Seven of the loci associated with morningness are near genes previously known to be involved in circadian rhythm, including HCRTR2 (linked to narcolepsy), FBXL3 (shown to have extended circadian period) and VIP (found to prolong REM sleep).

Psychology has a diversity problem

But it's not what you think. Psychology is 70 percent women, so that isn't the issue, instead the problem is a shocking lack of cultural diversity, and it prevents fair treatment of all people.

Mean responses on nine policy issues, as surveyed by von Hippel and Buss. Mean responses on nine policy issues, as surveyed by von Hippel and Buss.

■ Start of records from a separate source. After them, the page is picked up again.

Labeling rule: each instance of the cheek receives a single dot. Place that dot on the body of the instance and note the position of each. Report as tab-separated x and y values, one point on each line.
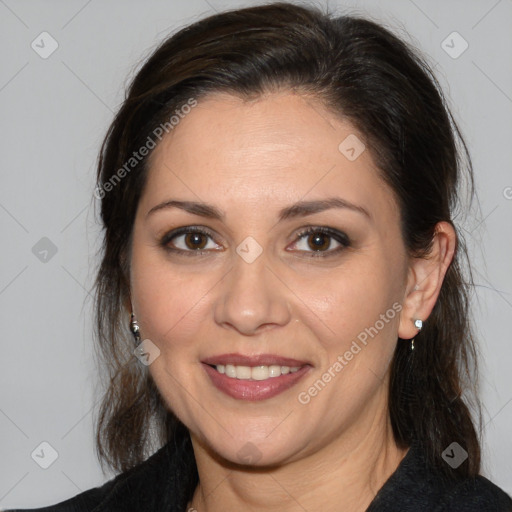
169	304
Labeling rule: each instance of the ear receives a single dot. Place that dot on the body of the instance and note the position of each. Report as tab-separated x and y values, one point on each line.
425	278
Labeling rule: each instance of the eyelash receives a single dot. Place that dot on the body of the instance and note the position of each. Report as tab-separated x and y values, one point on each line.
339	236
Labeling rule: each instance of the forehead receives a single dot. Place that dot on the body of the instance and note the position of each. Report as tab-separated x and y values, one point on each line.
281	147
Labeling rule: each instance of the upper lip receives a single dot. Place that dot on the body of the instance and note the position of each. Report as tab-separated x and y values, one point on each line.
254	360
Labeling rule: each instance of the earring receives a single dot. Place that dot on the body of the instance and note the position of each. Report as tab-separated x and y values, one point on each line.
419	325
134	327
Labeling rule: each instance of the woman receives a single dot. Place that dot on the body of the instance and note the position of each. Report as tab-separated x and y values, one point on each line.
277	193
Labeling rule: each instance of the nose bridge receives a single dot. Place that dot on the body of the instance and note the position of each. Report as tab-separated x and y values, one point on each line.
251	296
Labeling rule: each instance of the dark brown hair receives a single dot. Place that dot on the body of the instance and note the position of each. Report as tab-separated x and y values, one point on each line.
363	73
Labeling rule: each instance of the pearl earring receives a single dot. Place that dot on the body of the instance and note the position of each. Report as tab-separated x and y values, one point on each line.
418	324
134	327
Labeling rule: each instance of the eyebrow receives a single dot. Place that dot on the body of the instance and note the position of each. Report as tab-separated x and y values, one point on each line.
299	209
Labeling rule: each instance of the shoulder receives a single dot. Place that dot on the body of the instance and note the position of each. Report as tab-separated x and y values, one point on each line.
476	494
416	486
159	483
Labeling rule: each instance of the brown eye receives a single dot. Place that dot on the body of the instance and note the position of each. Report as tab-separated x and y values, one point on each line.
319	241
189	241
195	241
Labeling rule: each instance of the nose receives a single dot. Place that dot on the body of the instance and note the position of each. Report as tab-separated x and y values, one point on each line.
252	298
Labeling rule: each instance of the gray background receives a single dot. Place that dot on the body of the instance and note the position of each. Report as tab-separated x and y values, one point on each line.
55	112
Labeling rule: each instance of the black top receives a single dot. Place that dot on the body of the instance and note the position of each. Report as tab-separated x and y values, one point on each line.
162	483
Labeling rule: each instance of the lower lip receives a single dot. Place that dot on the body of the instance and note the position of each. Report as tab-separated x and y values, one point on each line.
254	390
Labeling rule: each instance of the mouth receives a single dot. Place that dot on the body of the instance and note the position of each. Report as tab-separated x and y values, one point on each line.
254	378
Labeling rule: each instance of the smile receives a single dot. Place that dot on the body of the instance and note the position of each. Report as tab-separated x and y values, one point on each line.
255	372
254	378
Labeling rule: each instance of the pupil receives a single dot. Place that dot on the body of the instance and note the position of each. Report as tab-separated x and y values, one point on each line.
193	240
320	241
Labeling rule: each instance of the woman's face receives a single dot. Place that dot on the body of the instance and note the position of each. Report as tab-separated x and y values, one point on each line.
254	295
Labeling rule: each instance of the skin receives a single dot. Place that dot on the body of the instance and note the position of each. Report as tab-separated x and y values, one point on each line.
250	160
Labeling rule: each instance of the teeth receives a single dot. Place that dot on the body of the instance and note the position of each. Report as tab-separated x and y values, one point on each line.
255	372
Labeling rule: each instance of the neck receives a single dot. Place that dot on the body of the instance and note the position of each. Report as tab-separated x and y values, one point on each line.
345	474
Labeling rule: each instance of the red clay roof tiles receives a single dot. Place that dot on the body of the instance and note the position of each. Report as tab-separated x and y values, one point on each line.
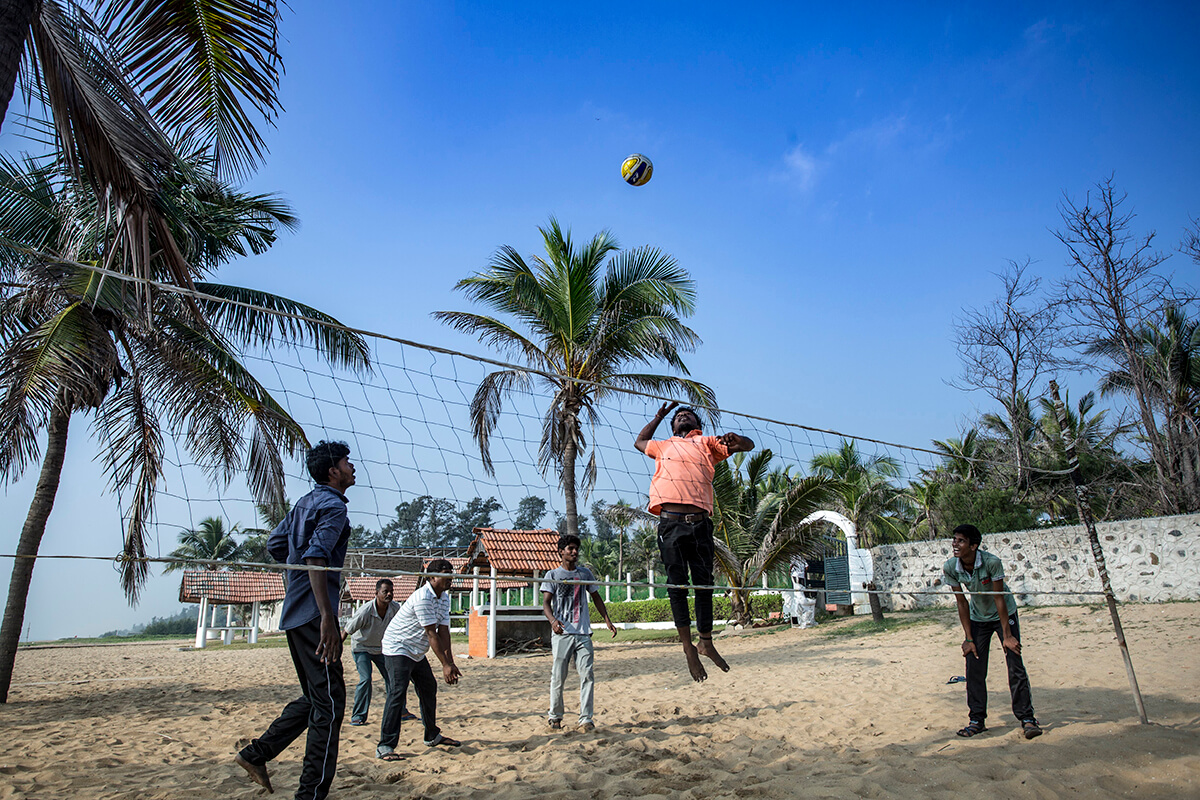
231	587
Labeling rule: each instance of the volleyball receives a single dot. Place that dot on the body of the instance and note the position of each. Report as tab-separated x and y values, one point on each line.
636	169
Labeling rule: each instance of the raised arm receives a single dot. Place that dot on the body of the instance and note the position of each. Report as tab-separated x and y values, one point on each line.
647	433
1006	633
965	620
604	612
736	443
549	612
439	642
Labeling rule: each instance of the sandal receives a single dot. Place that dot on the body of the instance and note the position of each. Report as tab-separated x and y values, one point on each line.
973	728
443	741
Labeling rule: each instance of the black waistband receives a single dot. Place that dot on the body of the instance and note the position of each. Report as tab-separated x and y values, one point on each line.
696	516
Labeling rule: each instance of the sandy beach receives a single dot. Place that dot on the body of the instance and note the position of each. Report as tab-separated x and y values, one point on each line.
802	714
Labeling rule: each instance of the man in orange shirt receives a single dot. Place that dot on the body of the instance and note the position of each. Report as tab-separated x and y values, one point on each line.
682	497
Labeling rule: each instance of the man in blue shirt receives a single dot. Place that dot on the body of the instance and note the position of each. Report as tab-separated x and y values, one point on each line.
978	571
317	533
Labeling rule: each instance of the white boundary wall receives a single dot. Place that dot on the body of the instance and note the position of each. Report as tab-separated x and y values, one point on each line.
1149	560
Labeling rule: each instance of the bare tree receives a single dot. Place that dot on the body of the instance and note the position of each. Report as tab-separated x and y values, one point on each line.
1006	347
1115	288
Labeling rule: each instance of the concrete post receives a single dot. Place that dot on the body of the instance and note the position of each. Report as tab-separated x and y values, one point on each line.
252	636
202	630
491	608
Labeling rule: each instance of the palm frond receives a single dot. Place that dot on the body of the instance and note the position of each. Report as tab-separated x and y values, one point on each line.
205	65
247	324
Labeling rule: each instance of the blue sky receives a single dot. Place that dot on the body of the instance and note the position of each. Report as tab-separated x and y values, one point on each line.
839	181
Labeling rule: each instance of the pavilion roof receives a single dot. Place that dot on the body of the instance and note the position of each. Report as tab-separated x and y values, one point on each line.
513	552
231	587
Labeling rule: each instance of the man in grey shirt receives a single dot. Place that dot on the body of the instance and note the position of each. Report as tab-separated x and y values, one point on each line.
367	626
565	605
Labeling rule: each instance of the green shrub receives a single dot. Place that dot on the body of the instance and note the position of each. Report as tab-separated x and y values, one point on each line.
659	609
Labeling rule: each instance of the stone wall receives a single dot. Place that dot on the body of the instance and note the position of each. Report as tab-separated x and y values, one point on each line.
1149	560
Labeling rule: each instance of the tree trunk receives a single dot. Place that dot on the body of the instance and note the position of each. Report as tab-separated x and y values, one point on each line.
13	32
741	606
876	606
30	540
621	554
570	450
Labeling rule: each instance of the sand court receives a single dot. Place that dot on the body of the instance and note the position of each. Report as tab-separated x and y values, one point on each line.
802	714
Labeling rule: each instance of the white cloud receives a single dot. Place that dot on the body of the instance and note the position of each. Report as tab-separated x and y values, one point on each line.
801	168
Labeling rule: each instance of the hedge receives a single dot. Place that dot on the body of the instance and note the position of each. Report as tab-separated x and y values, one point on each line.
659	611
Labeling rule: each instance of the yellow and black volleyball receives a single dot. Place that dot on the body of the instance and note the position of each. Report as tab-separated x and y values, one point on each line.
636	169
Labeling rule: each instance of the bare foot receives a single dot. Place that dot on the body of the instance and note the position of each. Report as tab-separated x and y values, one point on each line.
257	773
697	669
708	650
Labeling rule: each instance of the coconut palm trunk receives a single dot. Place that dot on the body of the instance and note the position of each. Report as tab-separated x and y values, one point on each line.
570	450
29	543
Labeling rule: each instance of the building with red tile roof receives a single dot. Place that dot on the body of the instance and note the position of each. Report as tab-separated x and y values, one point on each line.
223	587
513	552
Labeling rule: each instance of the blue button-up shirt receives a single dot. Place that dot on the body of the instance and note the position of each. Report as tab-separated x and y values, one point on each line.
317	528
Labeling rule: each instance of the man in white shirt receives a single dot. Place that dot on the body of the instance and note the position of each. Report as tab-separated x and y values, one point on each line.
423	623
367	626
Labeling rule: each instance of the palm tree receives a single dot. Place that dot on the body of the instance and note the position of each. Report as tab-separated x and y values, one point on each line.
961	456
204	66
141	362
864	493
759	521
924	494
585	324
1095	446
1171	358
208	542
1017	432
623	516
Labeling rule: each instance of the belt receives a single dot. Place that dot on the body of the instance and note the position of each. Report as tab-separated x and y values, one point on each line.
699	516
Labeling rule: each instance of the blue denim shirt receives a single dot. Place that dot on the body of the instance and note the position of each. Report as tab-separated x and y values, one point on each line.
317	527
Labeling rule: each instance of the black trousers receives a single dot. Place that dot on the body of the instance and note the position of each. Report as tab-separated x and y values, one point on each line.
319	710
403	671
687	547
977	672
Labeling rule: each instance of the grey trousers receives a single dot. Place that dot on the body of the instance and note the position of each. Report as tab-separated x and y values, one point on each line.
565	648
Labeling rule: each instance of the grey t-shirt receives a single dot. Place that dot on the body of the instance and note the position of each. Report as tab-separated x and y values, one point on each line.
570	600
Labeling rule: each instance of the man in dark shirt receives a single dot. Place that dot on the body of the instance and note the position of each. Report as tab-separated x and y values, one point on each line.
316	531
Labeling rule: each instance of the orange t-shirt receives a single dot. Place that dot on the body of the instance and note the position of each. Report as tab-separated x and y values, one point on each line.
683	469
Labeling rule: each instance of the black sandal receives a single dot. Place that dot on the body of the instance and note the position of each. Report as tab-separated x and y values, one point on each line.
973	728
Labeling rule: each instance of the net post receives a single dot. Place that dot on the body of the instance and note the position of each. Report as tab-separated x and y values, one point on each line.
1085	516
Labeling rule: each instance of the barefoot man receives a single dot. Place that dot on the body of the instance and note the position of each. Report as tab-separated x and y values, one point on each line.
316	531
682	497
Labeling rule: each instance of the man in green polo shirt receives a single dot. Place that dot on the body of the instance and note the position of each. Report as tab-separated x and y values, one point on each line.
984	614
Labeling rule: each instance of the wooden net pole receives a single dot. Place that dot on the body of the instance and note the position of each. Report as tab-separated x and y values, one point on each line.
1085	516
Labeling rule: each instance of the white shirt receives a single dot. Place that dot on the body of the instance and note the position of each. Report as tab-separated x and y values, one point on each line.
367	626
406	633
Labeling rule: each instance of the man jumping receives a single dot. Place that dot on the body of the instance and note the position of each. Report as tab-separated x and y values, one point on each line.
682	497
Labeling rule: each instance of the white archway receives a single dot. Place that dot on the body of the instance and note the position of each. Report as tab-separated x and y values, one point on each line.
862	569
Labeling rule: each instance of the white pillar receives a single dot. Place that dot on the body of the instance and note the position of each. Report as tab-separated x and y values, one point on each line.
202	630
252	636
491	607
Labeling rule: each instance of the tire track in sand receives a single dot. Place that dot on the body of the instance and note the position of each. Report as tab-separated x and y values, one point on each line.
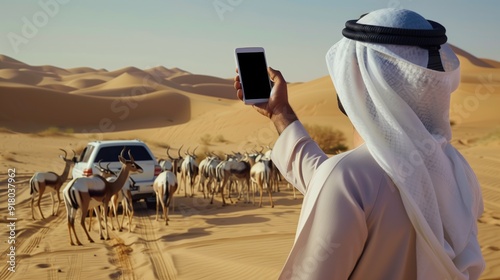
26	246
162	268
122	257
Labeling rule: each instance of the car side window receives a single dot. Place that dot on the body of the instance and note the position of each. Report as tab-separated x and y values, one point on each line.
84	157
110	154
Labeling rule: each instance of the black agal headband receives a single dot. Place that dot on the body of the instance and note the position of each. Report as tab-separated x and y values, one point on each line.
430	39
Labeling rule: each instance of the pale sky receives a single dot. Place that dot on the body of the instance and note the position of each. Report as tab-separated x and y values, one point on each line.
199	36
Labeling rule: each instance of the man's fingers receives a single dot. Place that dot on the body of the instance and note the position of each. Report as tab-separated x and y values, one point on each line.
275	75
237	85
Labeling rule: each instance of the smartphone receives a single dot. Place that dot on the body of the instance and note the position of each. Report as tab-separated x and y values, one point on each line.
254	79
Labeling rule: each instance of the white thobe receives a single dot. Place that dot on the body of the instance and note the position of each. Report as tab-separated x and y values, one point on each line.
353	224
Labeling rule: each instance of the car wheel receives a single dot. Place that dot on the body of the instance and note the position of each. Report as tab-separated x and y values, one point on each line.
151	202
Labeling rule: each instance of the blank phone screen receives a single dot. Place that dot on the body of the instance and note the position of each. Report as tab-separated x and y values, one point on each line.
254	77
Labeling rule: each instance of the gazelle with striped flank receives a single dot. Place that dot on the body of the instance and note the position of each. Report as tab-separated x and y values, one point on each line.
88	192
51	182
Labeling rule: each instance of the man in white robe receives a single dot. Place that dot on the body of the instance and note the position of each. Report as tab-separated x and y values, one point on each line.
403	203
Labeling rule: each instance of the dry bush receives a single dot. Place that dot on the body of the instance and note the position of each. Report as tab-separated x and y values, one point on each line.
219	138
6	130
9	156
206	139
55	131
329	140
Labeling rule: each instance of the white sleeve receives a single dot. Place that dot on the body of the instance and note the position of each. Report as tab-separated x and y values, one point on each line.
297	156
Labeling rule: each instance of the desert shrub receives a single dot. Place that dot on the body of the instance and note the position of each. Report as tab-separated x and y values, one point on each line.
51	131
329	140
206	139
220	139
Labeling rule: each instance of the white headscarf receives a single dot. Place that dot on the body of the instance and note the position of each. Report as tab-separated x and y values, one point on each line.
401	109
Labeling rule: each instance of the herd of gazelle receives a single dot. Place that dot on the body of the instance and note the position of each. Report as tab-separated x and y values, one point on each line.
244	172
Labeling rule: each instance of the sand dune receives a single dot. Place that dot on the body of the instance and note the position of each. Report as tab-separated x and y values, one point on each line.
84	83
174	107
193	79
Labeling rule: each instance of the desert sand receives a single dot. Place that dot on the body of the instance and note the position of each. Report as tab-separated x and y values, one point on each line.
44	108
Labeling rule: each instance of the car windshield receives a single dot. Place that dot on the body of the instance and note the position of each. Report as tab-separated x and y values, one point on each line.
84	157
110	154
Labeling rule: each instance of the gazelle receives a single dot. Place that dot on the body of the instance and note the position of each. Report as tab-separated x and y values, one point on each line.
51	182
165	186
189	171
88	192
124	196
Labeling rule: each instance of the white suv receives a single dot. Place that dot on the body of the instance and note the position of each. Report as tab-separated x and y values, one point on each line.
108	151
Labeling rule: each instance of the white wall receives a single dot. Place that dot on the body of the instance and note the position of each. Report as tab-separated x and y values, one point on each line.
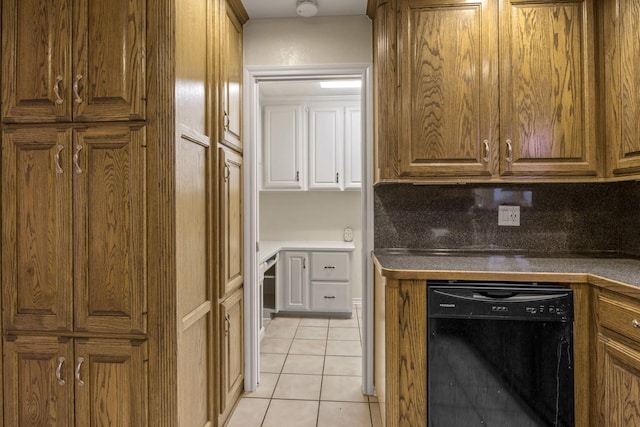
308	41
304	42
314	215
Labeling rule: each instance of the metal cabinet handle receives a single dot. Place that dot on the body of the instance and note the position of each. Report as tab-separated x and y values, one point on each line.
75	159
56	90
59	371
486	151
509	151
56	159
78	366
76	90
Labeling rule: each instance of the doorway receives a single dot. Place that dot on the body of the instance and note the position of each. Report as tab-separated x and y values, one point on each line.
284	81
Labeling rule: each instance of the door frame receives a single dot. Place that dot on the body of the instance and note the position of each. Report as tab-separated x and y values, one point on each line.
253	75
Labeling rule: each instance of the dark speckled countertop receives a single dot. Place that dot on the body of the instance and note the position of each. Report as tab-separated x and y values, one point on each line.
508	265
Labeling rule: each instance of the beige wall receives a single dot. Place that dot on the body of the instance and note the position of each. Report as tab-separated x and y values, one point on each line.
303	42
308	41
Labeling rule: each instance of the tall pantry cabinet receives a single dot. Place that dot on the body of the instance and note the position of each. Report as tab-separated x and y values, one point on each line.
111	119
74	227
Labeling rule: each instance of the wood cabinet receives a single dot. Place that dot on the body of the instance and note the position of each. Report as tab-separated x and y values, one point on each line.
74	229
73	60
233	17
231	351
622	86
231	226
82	382
488	91
618	360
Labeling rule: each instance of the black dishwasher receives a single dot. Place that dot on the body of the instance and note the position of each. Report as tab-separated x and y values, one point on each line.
500	355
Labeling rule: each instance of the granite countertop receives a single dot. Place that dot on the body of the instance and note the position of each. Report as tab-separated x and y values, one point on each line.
508	265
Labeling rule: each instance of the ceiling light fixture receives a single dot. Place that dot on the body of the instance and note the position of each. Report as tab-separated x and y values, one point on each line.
307	8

Writing at the Association for Psychological Science, psychologists Jonathan Haidt and Lee Jussim note that psychology has little actual diversity, regardless of efforts to incorporate more race, nationality and gender. When political discrimination is the norm, the problems in representing all of a country's population are obvious. They note:

  • Academic psychology once had considerable political diversity, but has lost nearly all of it.
  • The lack of political diversity undermines the validity of psychology.
  • The under-representation of independents and conservatives in psychology is due to a combination of hostile climate and discrimination, which also brings self-selection.

They find that the mean score on nine social policy items such as abortion and gun control is 314:1 for one side. They say that means there is almost nobody to the right of the center line, which explains some of the more ridiculous claims psychologists have made in the last 15 years. There has been no one to challenge politically valenced claims by the field about people they clearly discriminate against.